Variance-Reduced Reinforcement Learning for Large Reasoning Models via James-Stein Baselines

18 Sept 2025 (modified: 11 Feb 2026)Submitted to ICLR 2026EveryoneRevisionsBibTeXCC BY 4.0
Keywords: Large Reasoning Model, Reinforcement Learning, Variance Reduction
TL;DR: By applying James-Stein shrinkage to the baseline, we reduce the variance of policy gradient and improve reinforcement learning of large reasoning models.

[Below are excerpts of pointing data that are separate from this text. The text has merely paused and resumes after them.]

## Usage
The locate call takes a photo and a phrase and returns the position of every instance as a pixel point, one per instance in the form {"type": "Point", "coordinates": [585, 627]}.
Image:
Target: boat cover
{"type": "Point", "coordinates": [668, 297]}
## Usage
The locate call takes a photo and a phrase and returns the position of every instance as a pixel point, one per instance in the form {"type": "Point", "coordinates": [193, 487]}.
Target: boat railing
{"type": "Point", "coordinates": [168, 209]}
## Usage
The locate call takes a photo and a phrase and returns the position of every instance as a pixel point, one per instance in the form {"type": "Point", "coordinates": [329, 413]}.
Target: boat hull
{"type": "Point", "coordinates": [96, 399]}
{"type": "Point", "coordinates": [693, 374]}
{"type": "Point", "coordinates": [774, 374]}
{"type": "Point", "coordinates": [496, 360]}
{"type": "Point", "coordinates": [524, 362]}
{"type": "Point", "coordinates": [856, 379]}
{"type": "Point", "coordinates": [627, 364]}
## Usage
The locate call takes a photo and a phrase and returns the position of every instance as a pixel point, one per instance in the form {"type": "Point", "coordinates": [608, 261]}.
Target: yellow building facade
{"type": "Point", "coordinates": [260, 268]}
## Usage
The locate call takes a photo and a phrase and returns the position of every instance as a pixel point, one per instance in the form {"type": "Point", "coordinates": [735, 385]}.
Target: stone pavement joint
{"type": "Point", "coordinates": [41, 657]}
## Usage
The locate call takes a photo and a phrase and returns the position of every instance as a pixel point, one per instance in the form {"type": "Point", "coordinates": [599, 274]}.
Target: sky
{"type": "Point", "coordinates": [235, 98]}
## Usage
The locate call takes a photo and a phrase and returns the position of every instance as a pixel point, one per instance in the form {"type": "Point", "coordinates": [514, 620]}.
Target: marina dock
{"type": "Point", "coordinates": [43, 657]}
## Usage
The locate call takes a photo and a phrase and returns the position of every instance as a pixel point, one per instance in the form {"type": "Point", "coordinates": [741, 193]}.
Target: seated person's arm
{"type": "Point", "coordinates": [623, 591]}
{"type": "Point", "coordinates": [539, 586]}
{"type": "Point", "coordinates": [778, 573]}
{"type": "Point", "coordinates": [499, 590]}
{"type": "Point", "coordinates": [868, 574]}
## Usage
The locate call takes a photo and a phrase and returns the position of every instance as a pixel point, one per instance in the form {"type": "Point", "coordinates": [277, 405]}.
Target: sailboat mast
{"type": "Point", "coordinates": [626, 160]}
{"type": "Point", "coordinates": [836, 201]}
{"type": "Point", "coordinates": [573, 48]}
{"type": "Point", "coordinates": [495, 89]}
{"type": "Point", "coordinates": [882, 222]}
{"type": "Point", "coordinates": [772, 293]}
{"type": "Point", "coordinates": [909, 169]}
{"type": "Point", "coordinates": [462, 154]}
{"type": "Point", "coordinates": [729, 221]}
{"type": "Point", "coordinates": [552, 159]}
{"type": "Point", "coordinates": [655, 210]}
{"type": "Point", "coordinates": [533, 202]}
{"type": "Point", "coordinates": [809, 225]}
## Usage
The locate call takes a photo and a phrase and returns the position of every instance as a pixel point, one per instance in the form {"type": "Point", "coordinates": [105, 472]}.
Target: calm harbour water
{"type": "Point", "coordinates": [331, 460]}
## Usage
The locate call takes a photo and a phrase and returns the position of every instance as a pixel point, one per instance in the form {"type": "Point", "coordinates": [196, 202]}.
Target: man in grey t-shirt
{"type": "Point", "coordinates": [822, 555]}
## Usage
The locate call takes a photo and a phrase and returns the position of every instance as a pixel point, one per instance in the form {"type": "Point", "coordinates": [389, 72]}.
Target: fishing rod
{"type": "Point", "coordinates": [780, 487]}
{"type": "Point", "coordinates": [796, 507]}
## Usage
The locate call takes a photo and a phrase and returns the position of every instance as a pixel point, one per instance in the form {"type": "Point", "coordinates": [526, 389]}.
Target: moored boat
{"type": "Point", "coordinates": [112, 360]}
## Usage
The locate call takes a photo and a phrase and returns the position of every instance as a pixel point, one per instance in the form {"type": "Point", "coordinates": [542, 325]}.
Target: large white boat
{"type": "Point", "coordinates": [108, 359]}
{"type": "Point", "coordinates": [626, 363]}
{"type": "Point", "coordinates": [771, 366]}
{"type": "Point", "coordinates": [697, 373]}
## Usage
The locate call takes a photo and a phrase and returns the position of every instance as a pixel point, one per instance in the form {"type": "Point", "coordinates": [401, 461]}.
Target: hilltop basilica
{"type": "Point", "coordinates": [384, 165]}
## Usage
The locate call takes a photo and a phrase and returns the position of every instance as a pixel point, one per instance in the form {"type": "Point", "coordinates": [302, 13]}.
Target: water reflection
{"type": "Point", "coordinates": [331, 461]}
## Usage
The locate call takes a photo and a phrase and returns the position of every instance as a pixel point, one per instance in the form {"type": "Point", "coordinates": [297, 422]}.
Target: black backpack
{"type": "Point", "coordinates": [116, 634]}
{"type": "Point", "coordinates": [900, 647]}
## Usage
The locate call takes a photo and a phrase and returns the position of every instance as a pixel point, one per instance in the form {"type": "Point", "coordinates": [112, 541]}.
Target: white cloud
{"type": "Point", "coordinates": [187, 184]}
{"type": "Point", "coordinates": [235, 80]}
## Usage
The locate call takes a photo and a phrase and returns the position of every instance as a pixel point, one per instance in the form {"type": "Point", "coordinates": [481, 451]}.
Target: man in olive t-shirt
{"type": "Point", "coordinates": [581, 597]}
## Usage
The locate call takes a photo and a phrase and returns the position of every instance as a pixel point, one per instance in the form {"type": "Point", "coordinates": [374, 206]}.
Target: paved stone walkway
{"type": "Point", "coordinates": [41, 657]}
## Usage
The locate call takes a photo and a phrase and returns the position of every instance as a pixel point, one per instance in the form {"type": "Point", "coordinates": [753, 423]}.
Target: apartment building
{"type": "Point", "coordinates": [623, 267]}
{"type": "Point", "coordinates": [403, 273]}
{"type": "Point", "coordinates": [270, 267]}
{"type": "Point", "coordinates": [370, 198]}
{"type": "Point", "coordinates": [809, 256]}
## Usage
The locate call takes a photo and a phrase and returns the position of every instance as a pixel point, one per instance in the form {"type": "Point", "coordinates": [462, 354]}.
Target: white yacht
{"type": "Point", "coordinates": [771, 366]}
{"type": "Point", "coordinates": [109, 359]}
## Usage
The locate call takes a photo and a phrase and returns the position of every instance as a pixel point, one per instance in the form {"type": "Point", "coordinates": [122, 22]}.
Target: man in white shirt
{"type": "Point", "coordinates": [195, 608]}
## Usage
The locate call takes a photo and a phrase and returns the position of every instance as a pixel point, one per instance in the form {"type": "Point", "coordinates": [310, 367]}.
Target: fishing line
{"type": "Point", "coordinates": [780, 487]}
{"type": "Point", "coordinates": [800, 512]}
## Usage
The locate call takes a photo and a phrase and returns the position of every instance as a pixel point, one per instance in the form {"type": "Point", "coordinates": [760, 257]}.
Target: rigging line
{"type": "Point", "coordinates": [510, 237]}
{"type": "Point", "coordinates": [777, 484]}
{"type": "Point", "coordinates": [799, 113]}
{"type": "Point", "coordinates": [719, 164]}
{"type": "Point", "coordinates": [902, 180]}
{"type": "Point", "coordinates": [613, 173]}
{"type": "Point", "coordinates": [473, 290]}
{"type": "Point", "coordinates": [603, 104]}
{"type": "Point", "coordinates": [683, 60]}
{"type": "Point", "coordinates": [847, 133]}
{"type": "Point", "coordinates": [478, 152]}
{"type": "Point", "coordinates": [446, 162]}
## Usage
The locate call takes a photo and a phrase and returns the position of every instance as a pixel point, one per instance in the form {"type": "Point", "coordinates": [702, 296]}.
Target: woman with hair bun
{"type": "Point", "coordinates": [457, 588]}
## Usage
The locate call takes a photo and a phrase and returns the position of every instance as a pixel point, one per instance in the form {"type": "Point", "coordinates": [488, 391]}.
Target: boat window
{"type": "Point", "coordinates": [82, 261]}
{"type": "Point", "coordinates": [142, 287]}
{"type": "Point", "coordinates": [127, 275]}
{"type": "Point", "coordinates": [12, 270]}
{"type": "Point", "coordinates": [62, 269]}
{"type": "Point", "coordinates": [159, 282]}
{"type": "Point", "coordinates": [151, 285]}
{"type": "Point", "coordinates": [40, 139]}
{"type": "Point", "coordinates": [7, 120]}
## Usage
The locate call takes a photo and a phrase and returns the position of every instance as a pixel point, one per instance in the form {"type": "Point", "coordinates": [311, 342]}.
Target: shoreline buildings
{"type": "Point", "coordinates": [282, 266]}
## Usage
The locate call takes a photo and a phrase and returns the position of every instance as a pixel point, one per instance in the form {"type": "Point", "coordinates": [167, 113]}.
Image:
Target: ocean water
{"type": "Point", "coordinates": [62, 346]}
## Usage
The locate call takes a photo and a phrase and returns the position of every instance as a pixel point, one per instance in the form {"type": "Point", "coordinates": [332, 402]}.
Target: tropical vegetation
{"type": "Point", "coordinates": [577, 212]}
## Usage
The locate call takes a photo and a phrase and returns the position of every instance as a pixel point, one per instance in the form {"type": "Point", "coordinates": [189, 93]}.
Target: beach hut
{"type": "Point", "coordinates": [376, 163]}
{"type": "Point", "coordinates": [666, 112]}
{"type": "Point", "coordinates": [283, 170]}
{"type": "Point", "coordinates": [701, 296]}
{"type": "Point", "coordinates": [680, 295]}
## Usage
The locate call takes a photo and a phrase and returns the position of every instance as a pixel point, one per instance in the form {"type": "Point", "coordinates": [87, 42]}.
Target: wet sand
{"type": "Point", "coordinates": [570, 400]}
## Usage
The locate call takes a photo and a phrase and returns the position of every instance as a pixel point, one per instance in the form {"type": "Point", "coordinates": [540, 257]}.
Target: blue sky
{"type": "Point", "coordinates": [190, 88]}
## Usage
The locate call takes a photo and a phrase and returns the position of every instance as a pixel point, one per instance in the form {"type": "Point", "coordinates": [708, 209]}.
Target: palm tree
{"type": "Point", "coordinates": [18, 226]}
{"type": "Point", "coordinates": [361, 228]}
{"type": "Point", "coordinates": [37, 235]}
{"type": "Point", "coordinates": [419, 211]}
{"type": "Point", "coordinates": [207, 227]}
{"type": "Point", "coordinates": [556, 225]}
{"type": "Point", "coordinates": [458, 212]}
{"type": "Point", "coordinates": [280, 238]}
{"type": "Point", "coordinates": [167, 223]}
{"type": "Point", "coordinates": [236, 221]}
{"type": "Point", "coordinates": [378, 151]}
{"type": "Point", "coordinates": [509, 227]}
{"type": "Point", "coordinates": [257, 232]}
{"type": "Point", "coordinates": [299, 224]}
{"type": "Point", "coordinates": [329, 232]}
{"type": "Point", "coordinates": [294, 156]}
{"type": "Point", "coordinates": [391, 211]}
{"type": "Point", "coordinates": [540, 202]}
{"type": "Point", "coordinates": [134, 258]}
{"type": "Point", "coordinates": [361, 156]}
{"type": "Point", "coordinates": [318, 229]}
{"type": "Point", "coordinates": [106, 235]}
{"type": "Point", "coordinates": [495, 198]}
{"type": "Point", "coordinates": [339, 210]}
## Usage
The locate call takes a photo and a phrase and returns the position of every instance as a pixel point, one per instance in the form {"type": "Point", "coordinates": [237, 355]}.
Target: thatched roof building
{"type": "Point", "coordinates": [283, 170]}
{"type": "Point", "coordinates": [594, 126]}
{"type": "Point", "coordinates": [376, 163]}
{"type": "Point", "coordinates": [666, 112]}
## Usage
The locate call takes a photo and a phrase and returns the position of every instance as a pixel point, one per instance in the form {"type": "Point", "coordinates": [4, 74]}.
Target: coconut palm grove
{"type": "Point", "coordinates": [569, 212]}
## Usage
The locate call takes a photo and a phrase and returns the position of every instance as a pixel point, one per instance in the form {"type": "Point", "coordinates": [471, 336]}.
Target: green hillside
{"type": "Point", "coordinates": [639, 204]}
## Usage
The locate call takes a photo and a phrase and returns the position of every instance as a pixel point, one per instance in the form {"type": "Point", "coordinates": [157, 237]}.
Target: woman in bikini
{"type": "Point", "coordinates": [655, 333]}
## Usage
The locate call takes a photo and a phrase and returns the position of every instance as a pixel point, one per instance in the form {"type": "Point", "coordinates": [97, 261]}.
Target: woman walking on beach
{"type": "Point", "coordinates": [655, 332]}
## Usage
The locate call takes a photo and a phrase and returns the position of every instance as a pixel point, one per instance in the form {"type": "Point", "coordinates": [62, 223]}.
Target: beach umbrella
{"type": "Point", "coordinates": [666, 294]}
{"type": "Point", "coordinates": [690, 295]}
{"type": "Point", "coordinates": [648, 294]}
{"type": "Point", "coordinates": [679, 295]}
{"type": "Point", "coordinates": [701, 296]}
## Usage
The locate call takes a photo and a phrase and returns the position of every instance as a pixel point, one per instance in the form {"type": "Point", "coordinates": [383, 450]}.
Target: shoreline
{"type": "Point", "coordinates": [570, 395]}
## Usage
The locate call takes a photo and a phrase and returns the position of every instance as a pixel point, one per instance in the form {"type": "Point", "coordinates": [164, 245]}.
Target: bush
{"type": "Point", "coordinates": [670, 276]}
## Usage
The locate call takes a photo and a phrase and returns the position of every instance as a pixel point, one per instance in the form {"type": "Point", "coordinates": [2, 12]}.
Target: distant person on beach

Abstract: Reinforcement Learning with Verifiable Rewards (RLVR) is becoming an impactful paradigm in large reasoning model (LRM) post-training. To stabilize training, control variates (baselines) are commonly introduced, canonically chosen to approximate the value function. Popular approaches such as RLOO and GRPO estimate baselines with per-prompt empirical averages of generated response, which can exhibit high variance under limited rollout budgets. Recognizing that value functions must be estimated simultaneously across all prompts in a batch, we propose a James–Stein estimator as the baseline. This approach leverages statistical shrinkage to reduce the mean squared error in the overall value function estimation, without additional computational overhead while maintaining the unbiasedness of the policy gradient estimator. We provide theoretical justification for James-Stein baselines and validate it empirically. Across diverse models, tasks, and rollout budgets, our approach consistently outperforms existing baselines, demonstrating robust variance reduction and improved training stability.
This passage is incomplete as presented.